Introductory Note to Volume 39 of the Harvard Classics by William Allan Neilson
NO PART of a book is so intimate as the Preface. Here, after the long labor of the work is over, the author descends from his platform, and speaks with his reader as man to man, disclosing his hopes and fears, seeking sympathy for his difficulties, offering defence or defiance, according to his temper, against the criticisms which he anticipates. It thus happens that a personality which has been veiled by a formal method throughout many chapters, is suddenly seen face to face in the Preface; and this alone, if there were no other reason, would justify a volume of Prefaces.
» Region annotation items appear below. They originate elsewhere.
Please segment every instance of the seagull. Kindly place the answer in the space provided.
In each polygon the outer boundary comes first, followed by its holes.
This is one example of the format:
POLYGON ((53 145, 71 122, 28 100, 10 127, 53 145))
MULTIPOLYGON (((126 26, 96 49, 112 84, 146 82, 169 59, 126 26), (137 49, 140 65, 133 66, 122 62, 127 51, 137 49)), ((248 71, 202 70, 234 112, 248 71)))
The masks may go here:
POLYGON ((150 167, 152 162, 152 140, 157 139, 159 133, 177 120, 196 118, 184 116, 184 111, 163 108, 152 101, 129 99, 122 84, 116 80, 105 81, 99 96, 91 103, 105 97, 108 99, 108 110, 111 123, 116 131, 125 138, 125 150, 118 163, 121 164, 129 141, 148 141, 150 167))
But there are other reasons why a Preface may be presented apart from its parent work, and may, indeed, be expected sometimes to survive it. The Prologues and Epilogues of Caxton were chiefly prefixed to translations which have long been superseded; but the comments of this frank and enthusiastic pioneer of the art of printing in England not only tell us of his personal tastes, but are in a high degree illuminative of the literary habits and standards of western Europe in the fifteenth century. Again, modern research has long ago put Raleigh’s “History of the World” out of date; but his eloquent Preface still gives us a rare picture of the attitude of an intelligent Elizabethan, of the generation which colonized America, toward the past, the present, and the future worlds. Bacon’s “Great Restoration” is no longer a guide to scientific method; but his prefatory statements as to his objects and hopes still offer a lofty inspiration.
And so with the documents here drawn from the folios of Copernicus and Calvin, with the criticism of Dryden and Wordsworth and Hugo, with Dr. Johnson’s Preface to his great Dictionary, with the astounding manifesto of a new poetry from Walt Whitman’s “Leaves of Grass”—each of them has a value and significance independent now of the work which it originally introduced, and each of them presents to us a man.